Dari struktur penceritaan yang dibangun Benny, karya ini secara diakronis memperlihatkan adanya dua semesta yang berpotensi besar dapat dibangun ulang di kemudian hari, atau bahkan dibangun menjadi semesta terpisah yang mampu berdiri sendiri, di mana Damahum (buku) merupakan rahim dari dua semesta tersebut. Pertama, semesta Damahum (tokoh) yang telah cukup mapan dibangun di sepanjang penceritaan buku dengan segala lanskapnya, baik itu agama, politik hingga sosial. Kedua, Lubuklinggau. Kota di Provinsi Sumatera Selatan ini tidak mungkin dipisahkan, bahkan sekadar dipinggirkan, dari Damahum (buku). Sebab Lubuklinggau dengan segala jejak rangsang personalnya bagi Benny, secara mengagetkan dan bahkan begitu kentara, selalu disisipkan dalam setiap cerpen. Bahkan penyebutan kota seluas 401,50 km² itu kerap terjadi di latar penceritaan yang tidak terduga, di lokasi yang secara geografis berjarak sekian ribu kilometer jauhnya dari Lubuklinggau, atau tema penceritaan yang bahkan terasa jauh dari aroma kota itu. Namun pada langgam penceritaan itulah Benny mempertegas konfiguasi personal dan interpersonalnya pada Lubuklinggau. Terlepas dari motif yang tersimpan di baliknya, strategi penyisipan kota itu secara nyata berpotensi membuahkan semesta sendiri yang, secara sadar atau tidak, telah dimulai Benny Arnas melalui karyanya yang ke-30 ini.

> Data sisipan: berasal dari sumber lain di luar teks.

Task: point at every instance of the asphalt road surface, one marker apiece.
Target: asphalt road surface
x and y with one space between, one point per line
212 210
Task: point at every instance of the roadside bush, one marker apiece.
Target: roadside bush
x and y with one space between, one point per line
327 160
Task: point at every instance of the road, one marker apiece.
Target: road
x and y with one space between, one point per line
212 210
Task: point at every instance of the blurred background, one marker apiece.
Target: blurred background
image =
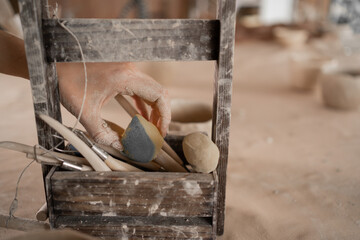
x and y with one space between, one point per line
294 143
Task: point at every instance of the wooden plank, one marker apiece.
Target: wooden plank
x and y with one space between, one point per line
117 40
49 196
133 194
43 78
222 99
21 224
139 227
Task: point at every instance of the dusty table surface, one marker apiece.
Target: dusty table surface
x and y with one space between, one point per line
293 168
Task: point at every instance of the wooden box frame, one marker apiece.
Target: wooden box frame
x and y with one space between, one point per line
203 195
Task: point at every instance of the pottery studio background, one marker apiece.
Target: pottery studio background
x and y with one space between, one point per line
294 151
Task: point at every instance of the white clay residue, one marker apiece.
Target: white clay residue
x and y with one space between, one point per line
111 203
109 214
153 209
96 203
192 188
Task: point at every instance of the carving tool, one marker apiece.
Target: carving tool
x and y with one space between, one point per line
113 164
94 160
132 112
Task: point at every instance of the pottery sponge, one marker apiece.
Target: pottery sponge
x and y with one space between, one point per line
141 140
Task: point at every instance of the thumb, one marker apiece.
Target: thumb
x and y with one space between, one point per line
101 132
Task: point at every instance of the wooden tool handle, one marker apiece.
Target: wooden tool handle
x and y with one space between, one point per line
88 153
42 214
132 112
117 165
168 163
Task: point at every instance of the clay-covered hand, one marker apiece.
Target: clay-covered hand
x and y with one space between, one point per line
105 81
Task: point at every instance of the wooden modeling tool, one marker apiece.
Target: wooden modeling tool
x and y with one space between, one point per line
94 160
30 150
132 112
112 163
49 157
141 140
42 214
152 166
162 160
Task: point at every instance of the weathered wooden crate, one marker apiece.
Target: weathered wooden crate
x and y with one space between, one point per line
133 205
115 205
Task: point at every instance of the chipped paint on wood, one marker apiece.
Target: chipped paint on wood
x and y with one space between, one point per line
114 40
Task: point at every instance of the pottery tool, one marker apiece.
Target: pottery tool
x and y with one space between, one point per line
42 214
94 160
45 153
152 166
48 157
201 152
132 112
141 140
162 160
113 164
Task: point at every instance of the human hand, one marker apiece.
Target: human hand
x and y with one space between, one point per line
105 81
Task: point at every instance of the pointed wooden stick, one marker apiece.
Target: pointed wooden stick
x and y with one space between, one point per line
91 156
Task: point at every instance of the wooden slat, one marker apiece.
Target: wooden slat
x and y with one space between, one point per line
117 40
222 99
43 78
139 227
50 196
133 194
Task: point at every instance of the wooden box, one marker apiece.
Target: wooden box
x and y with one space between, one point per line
134 205
114 205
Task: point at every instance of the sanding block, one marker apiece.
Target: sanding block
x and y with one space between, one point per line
141 140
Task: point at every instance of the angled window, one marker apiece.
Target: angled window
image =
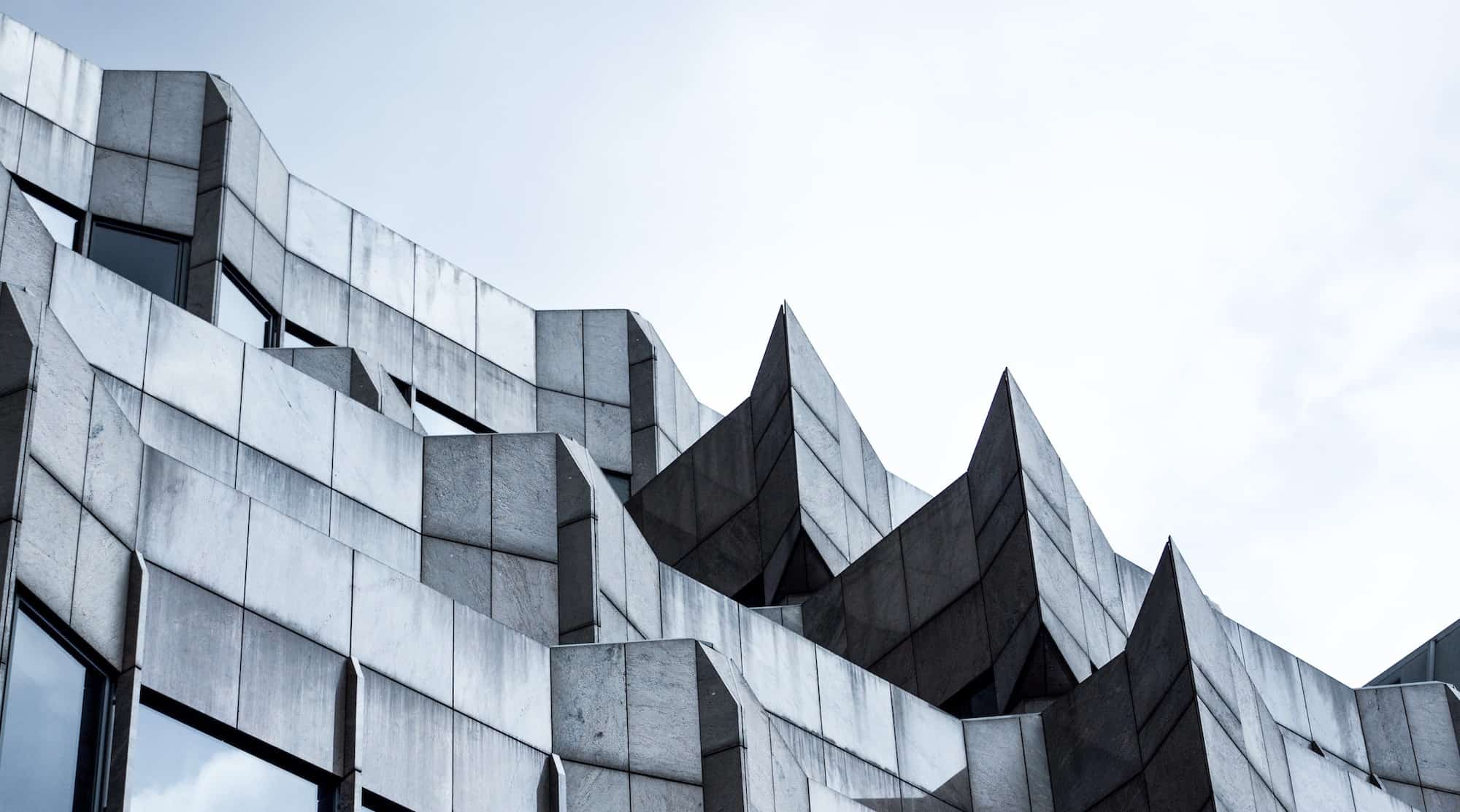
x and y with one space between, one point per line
174 765
296 336
148 258
55 719
59 218
436 417
243 312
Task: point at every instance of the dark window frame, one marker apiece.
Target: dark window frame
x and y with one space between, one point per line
99 705
183 243
414 396
274 330
326 781
310 338
53 201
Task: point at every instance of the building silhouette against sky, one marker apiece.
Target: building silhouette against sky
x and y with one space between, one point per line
300 516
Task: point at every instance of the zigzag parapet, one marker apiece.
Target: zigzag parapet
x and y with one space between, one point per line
477 557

Sebagai penutup, dua semesta yang entah disengaja atau tidak ini, bila ditarik kepada Teori Nebula sebagai salah satu teori pembentukan alam semesta, tak ubahnya Damahum (tokoh) dan Lubuklinggau telah melalui proses pembentukan kabut pekat yang besar dan berputar-pilin untuk kemudian (bisa saja) bakal terpadatkan menjadi tata surya baru. Bukan tidak mungkin produktivitas Benny Arnas bakal berujung pada selesainya proses Nebula tersebut dan berujung pada karya berikutnya. Scripta manent, Ban Ben!
[1]Ilhamdi Putra lahir di Padang, Sumatera Barat. Selain mengabdi sebagai pengajar di Departemen Hukum Tata Negara Fakultas Hukum Universitas Andalas, ia juga bergiat sebagai Peneliti di Lembaga Konsultasi dan Bantuan Hukum (LKBH) Fakultas Hukum Universitas Andalas, dan Manajer Riset LBH Pers Padang. Ia juga aktif sebagai Peneliti di ruang riset sastra dan humaniora, Lab. Pauh9.